Thursday, June 14, 2012

Ravitch on Chicago

Sorry, Jonah. You don't know what mass action means. You have no idea what happens when working people organize and mobilize and stand together against the powerful financiers and politicians that you now represent. Karen Lewis showed that the teachers of Chicago stand together against mayoral authoritarianism.
Karen Lewis and the CTU are the new leaders of the labor movement. Time for us to follow in their footsteps, rather than more pointless and counter-productive engagement with “reformers” and their absurd notions. 
--- Arthur Goldstein, NYC teacher comment on Ravitch Blog 
Today at the Delegate Assembly (look for some of my notes in the morning posting) Mulgrew talked about Chicago and bragged about what good friends he was with Karen Lewis in Chicago. I also heard from people in Chicago that Karen and Mulgrew seem to get along. We'll see how that all plays out in Detroit this July at the AFT convention. In Seattle two years ago the Chicago CORE crew didn't always mesh with the UFT/Unity gang -- I heard more than a few "they're a-holes" as Chicago watched in disbelief how Unity people used the same manipulative tactics --- that I saw at today's DA.

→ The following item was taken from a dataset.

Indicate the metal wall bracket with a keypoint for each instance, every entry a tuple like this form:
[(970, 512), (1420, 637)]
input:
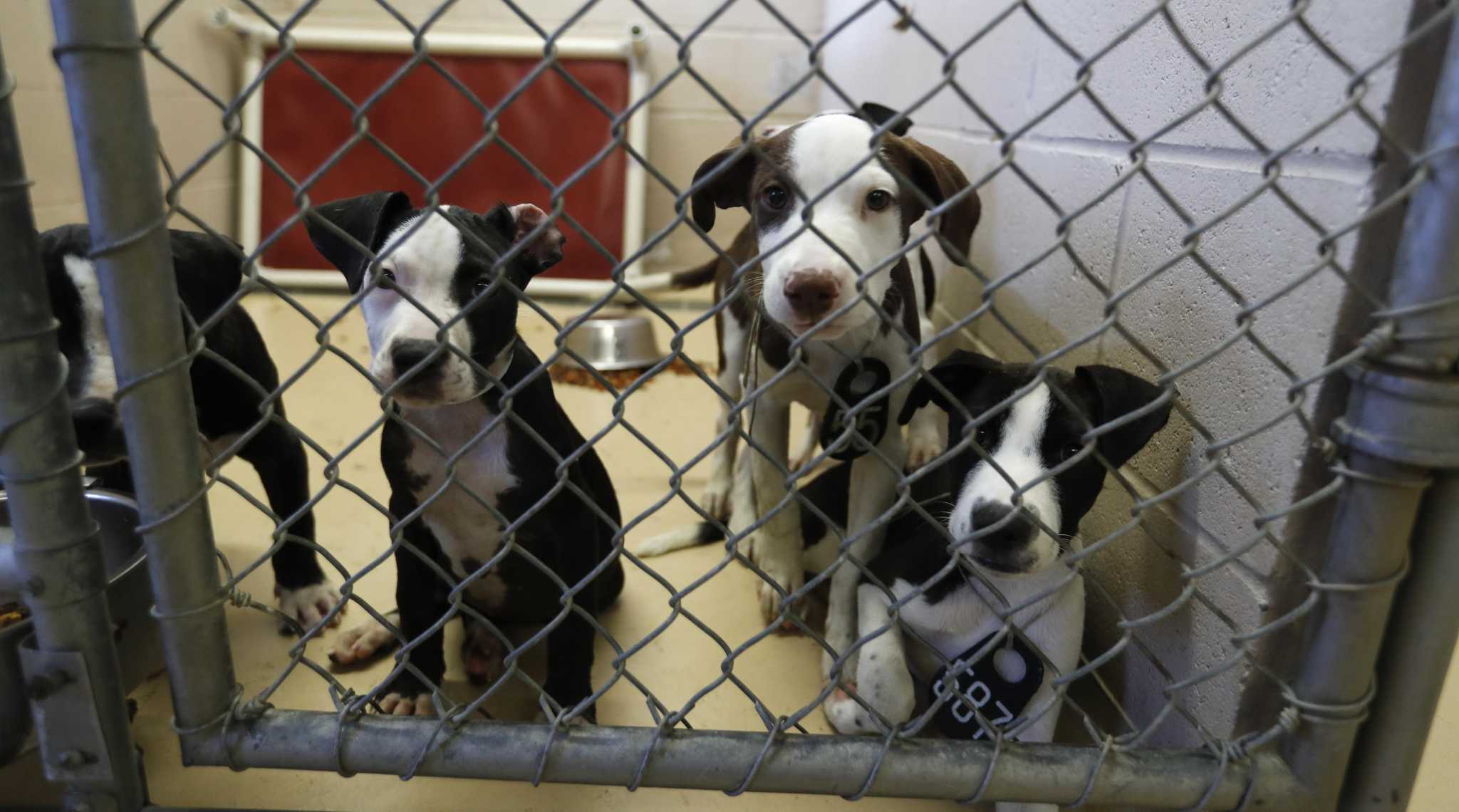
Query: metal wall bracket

But anyway, Mulgrew talked about the game the deformers have tried to play in limiting the union's ability to strike by requiring a 75% vote. So they got 90%. Mulgrew was careful to point out that there is no Taylor law making strikes illegal. Interesting that Mulgrew compared Rahm Emanuel and Bloomberg and said he'd rather have Bloomberg while also pointing to the fact Emanuel is a Democrat. Maybe Karen Lewis having chats with Mike is having an impact.

But I'll let Diane Ravitch pick up the story on her new blog, which has become so prolific. Too bad she doesn't go into how the UFT/Unity Caucus/AFT leaders match up with the Chicago people in terms of accountabilty to the members, deomocratic procedures. how far the union has gone to throw monkey wrenches into the works of the ed deformers.


Ravitch on Chicago
A few days ago, the Chicago Teachers Union voted overwhelmingly to strike.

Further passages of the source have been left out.